Sequência Depois de Peluso, será a vez de o ministro Gilmar Mendes votar. Ele tende a ser rigoroso, mas fará um voto curto. A aposta entre advogados é de que Gilmar concordará com o relator do processo, Joaquim Barbosa, em relação às condenações de João Paulo, do empresário Marcos Valério e de dois ex-sócios. Indicado para o Supremo pelo então presidente Fernando Henrique Cardoso (PSDB), Gilmar deve condenar também o diretor de Marketing do Banco do Brasil Henrique Pizzolato, contra quem já há maioria pela condenação, mesmo caso de Valério e dos ex-sócios no subitem referente ao BB. A tendência, nesse caso, é que o veredicto seja por unanimidade. Marco Aurélio também promete não se alongar.

O decano da Corte, Celso de Mello, será o penúltimo a se manifestar. Ele costuma se apegar à análise das provas cabais. Por isso, entre os defensores, há a esperança de que ele possa absolver parte dos acusados. É possível que não haja tempo para que o presidente do STF, Carlos Ayres Britto, vote hoje. Ele será rápido e, provavelmente, implacável contra os réus.

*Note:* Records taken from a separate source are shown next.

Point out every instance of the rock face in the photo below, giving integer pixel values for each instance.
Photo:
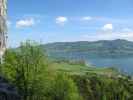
(7, 91)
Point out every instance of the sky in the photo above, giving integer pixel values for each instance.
(48, 21)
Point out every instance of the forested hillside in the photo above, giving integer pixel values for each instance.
(103, 48)
(38, 78)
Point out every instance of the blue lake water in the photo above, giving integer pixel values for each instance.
(123, 64)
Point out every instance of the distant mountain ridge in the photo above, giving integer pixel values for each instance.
(102, 48)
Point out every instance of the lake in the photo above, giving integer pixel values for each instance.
(123, 64)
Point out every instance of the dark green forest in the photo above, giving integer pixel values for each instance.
(36, 77)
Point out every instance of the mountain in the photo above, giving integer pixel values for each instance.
(102, 48)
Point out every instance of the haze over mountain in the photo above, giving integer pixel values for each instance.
(102, 48)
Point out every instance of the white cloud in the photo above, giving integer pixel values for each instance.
(25, 23)
(111, 36)
(61, 20)
(107, 27)
(86, 18)
(127, 30)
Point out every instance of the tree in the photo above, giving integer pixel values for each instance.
(63, 88)
(26, 68)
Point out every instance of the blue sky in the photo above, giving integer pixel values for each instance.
(69, 20)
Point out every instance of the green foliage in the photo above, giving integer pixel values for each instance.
(28, 69)
(63, 88)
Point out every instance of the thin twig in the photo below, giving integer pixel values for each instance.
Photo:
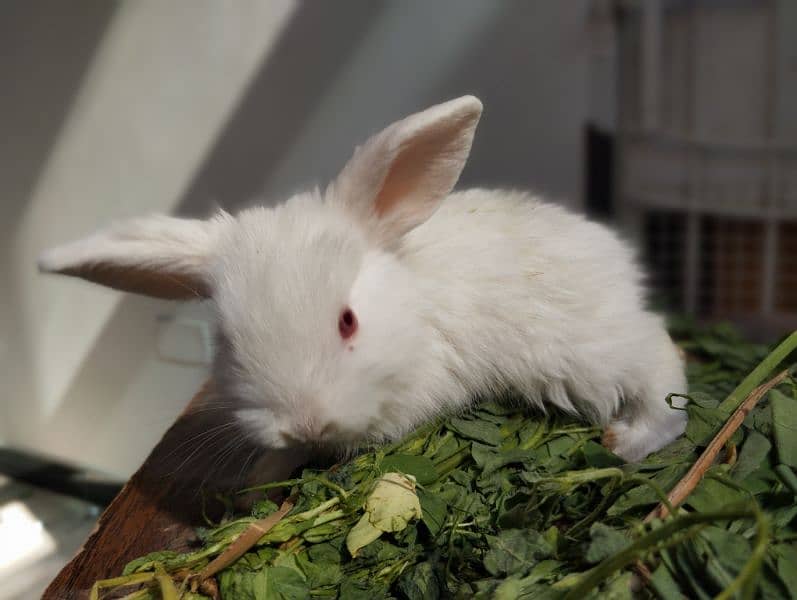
(689, 482)
(245, 541)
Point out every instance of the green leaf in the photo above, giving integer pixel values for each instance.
(665, 586)
(787, 564)
(390, 507)
(515, 551)
(420, 467)
(712, 494)
(480, 431)
(606, 542)
(434, 511)
(703, 424)
(599, 456)
(279, 583)
(784, 421)
(754, 452)
(420, 583)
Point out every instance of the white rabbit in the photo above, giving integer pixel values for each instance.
(356, 313)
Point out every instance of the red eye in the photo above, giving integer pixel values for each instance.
(347, 323)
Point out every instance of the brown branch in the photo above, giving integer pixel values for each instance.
(245, 541)
(689, 482)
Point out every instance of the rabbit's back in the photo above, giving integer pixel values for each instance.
(527, 294)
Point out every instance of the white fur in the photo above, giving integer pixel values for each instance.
(458, 295)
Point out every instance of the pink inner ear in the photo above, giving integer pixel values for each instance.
(415, 170)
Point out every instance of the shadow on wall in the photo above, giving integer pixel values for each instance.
(33, 107)
(298, 71)
(291, 80)
(530, 136)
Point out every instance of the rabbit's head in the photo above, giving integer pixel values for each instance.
(320, 325)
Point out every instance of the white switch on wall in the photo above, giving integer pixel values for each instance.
(184, 340)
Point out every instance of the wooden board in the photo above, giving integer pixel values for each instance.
(157, 509)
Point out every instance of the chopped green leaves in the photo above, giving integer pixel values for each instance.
(498, 503)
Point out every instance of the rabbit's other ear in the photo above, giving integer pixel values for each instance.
(159, 256)
(397, 179)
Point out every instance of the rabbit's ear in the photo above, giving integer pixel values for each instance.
(398, 178)
(158, 256)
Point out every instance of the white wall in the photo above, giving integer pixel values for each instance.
(185, 105)
(158, 88)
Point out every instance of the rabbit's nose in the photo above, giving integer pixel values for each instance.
(309, 432)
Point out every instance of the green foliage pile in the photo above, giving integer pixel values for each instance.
(498, 503)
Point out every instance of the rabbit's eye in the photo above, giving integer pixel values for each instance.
(347, 323)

Na abertura da sessão da 2ª Turma, os ministros fizeram ontem uma rápida homenagem a Cezar Peluso. Gilmar Mendes lamentou a aposentadoria do colega. "Nós, nesse momento, certamente com uma ponta de tristeza, deploramos esse instituto da aposentadoria compulsória, que faz com que alguém com essa agilidade mental tenha que nos deixar por imposição constitucional e legal." Já Celso de Mello destacou a trajetória de Peluso. "Sua excelência, todos sabemos, tem sido um grande magistrado, um grande juiz nessa Suprema Corte", afirmou. O magistrado agradeceu as homenagens. "Vejo-me na contingência de celebrar essa despedida. Foi com vossas excelências que pude coroar minha carreira de magistrado."

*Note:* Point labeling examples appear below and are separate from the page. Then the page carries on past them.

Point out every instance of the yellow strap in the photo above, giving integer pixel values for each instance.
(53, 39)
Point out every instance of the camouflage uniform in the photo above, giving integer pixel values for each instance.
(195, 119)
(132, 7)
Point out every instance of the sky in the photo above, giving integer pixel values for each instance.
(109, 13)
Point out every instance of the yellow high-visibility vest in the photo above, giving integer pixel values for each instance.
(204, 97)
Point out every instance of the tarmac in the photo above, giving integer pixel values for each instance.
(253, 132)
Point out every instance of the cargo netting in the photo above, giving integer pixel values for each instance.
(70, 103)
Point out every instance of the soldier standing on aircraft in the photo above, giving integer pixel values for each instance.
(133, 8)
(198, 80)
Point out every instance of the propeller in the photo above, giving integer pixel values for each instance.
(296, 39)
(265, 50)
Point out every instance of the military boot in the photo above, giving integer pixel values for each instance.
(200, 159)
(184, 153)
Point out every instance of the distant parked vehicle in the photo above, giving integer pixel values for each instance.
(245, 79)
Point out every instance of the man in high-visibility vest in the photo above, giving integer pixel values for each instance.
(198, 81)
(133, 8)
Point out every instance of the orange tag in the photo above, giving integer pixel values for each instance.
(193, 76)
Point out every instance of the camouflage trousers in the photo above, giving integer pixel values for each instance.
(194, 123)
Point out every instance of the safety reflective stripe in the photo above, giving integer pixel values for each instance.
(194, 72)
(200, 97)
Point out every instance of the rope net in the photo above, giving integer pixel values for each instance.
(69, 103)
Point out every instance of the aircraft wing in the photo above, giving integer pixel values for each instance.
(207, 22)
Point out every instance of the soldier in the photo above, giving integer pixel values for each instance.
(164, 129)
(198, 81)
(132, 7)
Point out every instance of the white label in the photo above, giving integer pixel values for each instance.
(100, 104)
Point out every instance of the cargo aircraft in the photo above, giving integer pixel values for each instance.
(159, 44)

As possibilidades Cezar Peluso participará somente de mais duas sessões antes de se aposentar. Confira os três cenários possíveis sobre a linha de atuação do ministro no julgamento do mensalão:

Votar o item 3 Primeiro a ter a palavra na sessão de hoje, Peluso pode optar por apresentar sua manifestação sobre o capítulo em debate no julgamento, que trata de supostos desvios de recursos públicos do Banco do Brasil e da Câmara dos Deputados. Nesse caso, ele só se pronunciaria sobre o futuro de João Paulo Cunha, Henrique Pizzolato, Luiz Gushiken, Marcos Valério e seus dois ex-sócios.

Não votar O ministro Peluso pode abrir mão de votar para que não tenha que se manifestar em relação a apenas um ponto do julgamento, já que ele não estará no STF durante a apreciação de outros seis itens da denúncia. Ele pode aproveitar a sessão de hoje para anunciar que, diante de sua aposentadoria compulsória, não irá votar porque não estará no Supremo no fim da análise, quando o cálculo das penas será feito.

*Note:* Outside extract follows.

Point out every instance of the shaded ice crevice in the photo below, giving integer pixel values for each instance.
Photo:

Antecipar o voto inteiro O cenário mais improvável seria o de Peluso pedir para apresentar o seu voto completo em relação aos 37 réus. Se isso ocorrer, o ministro estará tratando de tema ainda não abordado pelo relator da ação, o que seria inédito no Supremo e provocaria debate entre os ministros sobre a legalidade da ação.